- Quammruddin Nagar Location in India
- Coordinates: 28°40′08″N 77°03′00″E﻿ / ﻿28.669°N 77.050°E
- Country: India
- State: Delhi
- District: Nangloi

Government
- • Type: Delhi government
- • Body: Municipal Corporation of Delhi

Area
- • Total: 5 km^{2} (1.9 sq mi)

Population (2020)
- • Total: 15,697
- • Density: 3,100/km^{2} (8,100/sq mi)

Languages
- • Official: Hindi, English
- Time zone: UTC+5:30 (IST)
- Postal code: 110041

= Quammruddin Nagar =

Quammruddin Nagar is a census town, near Nangloi in West district Nangloi in the Union Territory of Delhi in India, surrounded by Paschim Vihar, Delhi Outer Ring road, Najafgarh and Bahadurgarh.

National Highway 10 (Rohtak Road) runs through Nangloi.

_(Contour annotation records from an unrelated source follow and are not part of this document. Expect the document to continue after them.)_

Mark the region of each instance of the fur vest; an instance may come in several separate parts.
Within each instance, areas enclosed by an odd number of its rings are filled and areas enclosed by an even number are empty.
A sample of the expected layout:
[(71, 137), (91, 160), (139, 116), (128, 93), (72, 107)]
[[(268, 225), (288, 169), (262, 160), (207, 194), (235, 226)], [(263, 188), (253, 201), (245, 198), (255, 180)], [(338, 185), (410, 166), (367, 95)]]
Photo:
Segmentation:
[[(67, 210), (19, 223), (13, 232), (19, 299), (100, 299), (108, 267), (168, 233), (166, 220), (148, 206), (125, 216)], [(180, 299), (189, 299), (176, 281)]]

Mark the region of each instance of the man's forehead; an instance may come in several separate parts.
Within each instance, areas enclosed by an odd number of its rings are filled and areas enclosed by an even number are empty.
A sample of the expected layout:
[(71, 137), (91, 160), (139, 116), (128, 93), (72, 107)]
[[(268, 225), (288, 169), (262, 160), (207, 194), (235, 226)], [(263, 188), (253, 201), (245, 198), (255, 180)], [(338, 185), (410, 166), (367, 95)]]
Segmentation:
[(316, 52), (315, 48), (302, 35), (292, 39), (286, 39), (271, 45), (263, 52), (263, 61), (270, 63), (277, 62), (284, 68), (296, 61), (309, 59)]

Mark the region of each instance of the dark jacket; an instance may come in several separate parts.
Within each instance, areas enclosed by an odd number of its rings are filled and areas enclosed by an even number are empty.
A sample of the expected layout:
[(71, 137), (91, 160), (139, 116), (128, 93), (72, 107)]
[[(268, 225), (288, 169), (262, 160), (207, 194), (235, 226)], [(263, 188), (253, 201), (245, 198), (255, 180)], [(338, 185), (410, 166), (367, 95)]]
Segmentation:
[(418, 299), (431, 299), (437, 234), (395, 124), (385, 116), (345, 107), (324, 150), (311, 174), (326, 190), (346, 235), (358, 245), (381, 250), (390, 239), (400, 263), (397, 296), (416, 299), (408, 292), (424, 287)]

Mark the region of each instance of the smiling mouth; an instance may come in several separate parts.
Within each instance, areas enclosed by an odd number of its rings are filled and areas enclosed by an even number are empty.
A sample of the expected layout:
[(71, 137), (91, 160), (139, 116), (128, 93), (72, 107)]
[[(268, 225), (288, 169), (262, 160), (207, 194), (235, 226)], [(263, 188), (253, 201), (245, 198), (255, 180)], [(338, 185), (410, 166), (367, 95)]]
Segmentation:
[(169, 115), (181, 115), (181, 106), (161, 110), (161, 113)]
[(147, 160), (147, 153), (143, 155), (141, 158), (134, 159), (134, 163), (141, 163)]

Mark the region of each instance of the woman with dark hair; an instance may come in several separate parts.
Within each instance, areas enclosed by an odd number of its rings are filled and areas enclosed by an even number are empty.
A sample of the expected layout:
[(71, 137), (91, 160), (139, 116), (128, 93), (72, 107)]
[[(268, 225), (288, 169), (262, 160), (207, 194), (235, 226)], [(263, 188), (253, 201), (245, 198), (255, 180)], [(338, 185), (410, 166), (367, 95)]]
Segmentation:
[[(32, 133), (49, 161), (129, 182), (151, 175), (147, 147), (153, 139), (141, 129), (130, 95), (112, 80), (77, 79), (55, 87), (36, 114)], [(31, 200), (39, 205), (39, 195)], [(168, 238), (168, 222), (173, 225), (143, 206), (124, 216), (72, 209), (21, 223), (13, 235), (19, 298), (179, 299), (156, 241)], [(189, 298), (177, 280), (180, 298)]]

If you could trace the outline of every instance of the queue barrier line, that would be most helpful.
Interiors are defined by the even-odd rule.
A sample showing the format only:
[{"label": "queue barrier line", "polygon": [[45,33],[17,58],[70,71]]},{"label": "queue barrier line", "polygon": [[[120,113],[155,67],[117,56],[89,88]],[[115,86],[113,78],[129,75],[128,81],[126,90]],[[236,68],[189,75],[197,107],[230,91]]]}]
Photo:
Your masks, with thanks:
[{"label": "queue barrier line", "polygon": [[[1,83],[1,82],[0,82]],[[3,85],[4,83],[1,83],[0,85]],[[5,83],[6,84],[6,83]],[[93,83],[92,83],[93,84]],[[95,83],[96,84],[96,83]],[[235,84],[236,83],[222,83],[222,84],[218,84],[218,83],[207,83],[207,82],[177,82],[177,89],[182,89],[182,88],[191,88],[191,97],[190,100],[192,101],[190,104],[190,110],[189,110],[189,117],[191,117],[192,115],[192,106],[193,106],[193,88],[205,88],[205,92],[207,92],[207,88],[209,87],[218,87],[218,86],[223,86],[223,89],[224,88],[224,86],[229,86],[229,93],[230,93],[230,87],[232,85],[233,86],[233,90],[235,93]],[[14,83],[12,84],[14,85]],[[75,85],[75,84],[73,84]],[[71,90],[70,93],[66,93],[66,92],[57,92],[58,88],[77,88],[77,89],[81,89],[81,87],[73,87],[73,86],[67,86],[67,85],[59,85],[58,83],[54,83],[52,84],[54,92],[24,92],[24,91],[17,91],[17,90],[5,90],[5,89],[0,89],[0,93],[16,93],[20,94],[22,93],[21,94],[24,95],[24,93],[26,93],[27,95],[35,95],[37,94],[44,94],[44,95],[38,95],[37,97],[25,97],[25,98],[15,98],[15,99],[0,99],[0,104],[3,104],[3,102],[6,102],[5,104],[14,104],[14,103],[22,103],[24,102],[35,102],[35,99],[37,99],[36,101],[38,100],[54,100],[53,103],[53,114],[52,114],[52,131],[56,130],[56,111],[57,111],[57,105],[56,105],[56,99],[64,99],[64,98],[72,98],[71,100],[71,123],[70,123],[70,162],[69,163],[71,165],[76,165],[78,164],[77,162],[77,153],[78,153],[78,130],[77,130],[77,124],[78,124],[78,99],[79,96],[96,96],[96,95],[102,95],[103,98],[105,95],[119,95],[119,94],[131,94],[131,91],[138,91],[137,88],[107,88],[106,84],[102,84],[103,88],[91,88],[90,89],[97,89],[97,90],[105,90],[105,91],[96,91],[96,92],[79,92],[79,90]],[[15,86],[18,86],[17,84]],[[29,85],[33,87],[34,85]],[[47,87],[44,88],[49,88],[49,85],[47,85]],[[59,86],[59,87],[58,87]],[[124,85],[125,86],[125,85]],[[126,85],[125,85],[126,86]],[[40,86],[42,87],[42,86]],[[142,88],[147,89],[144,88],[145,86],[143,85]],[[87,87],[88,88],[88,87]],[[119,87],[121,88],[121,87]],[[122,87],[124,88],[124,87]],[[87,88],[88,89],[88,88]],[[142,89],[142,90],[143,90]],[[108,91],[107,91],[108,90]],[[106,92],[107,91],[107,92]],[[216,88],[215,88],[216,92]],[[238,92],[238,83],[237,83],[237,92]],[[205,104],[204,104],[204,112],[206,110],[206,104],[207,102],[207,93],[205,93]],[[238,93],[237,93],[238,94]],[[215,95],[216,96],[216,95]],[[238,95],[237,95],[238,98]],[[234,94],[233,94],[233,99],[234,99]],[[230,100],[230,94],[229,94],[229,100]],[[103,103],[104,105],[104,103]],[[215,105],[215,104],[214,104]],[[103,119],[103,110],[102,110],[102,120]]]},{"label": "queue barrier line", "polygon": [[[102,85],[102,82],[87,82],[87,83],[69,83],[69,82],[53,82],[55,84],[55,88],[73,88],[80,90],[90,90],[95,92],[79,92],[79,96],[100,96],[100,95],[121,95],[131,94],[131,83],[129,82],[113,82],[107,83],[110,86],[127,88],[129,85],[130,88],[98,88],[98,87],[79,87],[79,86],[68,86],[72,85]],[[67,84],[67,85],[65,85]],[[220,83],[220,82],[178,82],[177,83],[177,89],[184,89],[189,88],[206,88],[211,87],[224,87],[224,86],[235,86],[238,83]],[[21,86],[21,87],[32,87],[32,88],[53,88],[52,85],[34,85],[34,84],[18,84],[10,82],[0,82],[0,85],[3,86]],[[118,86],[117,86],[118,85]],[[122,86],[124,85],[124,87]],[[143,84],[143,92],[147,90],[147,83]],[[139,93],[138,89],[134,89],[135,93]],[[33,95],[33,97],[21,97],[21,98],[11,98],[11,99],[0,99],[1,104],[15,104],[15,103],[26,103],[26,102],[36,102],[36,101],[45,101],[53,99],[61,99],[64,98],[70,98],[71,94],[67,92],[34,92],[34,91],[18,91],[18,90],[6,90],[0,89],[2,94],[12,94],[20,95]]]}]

It is connected to the Green Line of the Delhi Metro.
Metro station—Nangloi railway metro station and Nangloi metro station.
Railway station—Nangloi railway station.

==Demographics==
As of 2020 India census, Kamruddin Nagar had a population of 15697. Males constitute 55% of the population and females 45%. Kamruddin Nagar has an average literacy rate of 67%, higher than the national average of 59.5%: male literacy is 73%, and female literacy is 58%. In Kamruddin Nagar, 12% of the population is under 6 years of age.